The second issue is vanity. God tells us that we need to be careful to not be the type of people that are vain and focused on our outward appearance all the time (1 Tim 2:9-10). Tanning is typically done as an act to beautify the body – this isn’t inherently wrong, but it can be if not kept in proper perspective. Remember that beauty fades, but character is forever (Pr 31:30).
Will people who have not heard about Christ go to hell?
Let’s look at a few teachings on this topic and see what the Bible says about those who aren't christians because they haven't heard about Christ.

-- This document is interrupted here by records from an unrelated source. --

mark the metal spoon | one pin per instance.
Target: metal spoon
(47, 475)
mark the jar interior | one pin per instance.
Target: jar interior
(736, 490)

- Just because someone is ignorant, doesn’t mean they aren’t at fault. God tells us that anyone who seeks the truth will find it (Matt 7:7-8). The Bible is the most widely available book on the planet – just because someone hasn’t read it, doesn’t mean they didn’t have opportunity.

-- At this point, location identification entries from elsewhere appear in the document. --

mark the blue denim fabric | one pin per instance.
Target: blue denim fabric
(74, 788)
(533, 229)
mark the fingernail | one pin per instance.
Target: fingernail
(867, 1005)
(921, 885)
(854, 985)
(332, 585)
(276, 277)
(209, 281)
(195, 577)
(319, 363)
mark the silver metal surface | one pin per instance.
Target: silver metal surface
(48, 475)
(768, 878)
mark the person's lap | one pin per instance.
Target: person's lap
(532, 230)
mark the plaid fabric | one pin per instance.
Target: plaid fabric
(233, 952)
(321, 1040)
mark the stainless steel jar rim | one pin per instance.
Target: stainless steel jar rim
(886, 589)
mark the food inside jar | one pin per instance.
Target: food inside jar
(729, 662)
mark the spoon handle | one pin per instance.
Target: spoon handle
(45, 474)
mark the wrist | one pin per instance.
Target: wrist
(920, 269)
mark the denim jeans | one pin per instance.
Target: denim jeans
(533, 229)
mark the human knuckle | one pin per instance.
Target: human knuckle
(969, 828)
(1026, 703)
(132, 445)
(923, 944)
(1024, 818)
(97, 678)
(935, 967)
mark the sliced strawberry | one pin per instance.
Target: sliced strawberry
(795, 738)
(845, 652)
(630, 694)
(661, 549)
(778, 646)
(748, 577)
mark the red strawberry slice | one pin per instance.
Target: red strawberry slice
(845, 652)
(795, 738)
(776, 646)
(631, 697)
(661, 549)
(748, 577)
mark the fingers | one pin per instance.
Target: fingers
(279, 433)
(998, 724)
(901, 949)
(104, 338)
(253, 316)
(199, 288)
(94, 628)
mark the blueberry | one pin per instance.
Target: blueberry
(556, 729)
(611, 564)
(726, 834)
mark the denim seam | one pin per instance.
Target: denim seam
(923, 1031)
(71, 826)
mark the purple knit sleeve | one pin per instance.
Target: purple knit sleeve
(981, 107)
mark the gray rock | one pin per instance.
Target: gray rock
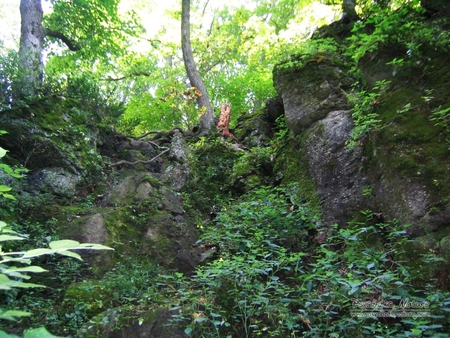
(311, 92)
(54, 180)
(336, 168)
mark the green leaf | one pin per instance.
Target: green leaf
(199, 319)
(11, 314)
(39, 333)
(33, 268)
(3, 334)
(38, 252)
(2, 152)
(10, 238)
(71, 254)
(64, 244)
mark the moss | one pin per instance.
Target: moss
(291, 166)
(410, 144)
(152, 180)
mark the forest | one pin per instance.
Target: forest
(200, 168)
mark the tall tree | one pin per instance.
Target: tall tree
(32, 36)
(207, 119)
(93, 28)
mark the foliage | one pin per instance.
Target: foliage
(365, 115)
(15, 265)
(8, 74)
(442, 119)
(270, 277)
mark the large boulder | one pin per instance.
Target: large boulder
(336, 168)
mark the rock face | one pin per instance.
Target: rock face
(309, 93)
(335, 167)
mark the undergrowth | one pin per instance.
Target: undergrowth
(275, 274)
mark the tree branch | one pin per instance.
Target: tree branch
(63, 38)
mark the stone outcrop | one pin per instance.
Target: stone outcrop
(388, 172)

- People go to hell because of their sins (Rom 6:23), not because of Jesus. Jesus’ death on the cross is a cure for mankind’s self-inflicted spiritual death sentence. It is the same as a disease outbreak – the disease kills people, not the lack of a cure. If Jesus had never come, and none of us had ever heard of Jesus, we would all have been lost.
- God tells us that everyone has been given enough information to seek Him. Rom 1:20 says that the very beauty of the created universe speaks of God’s existence and leaves mankind without excuse. God has provided an “all call” message anyone can hear through the wonder of His creation.
- God doesn’t desire anyone to perish (2 Pet. 3:9). God won’t make any mistakes on the Day of Judgment, and no one will accidentally end up in heaven or hell. He is compassionate, loving, and ready to show mercy (Ps. 86:5). If someone goes to hell, it is because the most faithful and loving Being in existence believed that is where they should be.
God is the final judge. We will all face Him when we die (Heb 9:27). The best thing we can do is make sure we are prepared for that day.
Men (and a woman, Deborah) like Ehud, Samuel, Gideon, Samson, Jephthah, and Othniel served as judges. Then men (whether good or bad) like Jehu, Omri, Solomon, Pekah, David, Josiah, Amon, Saul, and Uzziah served as kings. A king and a judge ruled over Israel, but Jehovah was still supreme over them, so in biblical terms, what's the difference between a judge and a king?
Don’t Judge Me
Dear Don’t Judge Me,
Kings ruled the nation; judges delivered the nation. When the kings were instituted, it was because the people wanted a king to guide them in place of God (1 Sam 8:4-7). Kings were in total control of the laws, military, and executive powers of the nation.
On the other hand, the judges were sent by God to deliver the nation but didn’t necessarily rule the nation. Take Samson for example. Samson never functioned as a legal guardian or lawgiver for Israel, but he was sent by God to deliver the nation from Philistine oppression (Judg 13:5). We often get confused because when we think of the word ‘judge’, we think of someone presiding over a courtroom, but that wasn’t what the Old Testament judges were. The judges of the Old Testament were sent to bring judgment upon the nations that were oppressing Israel. When Israel was suffering and cried to God, God sent them judges to deliver them from suffering (Judg 2:16).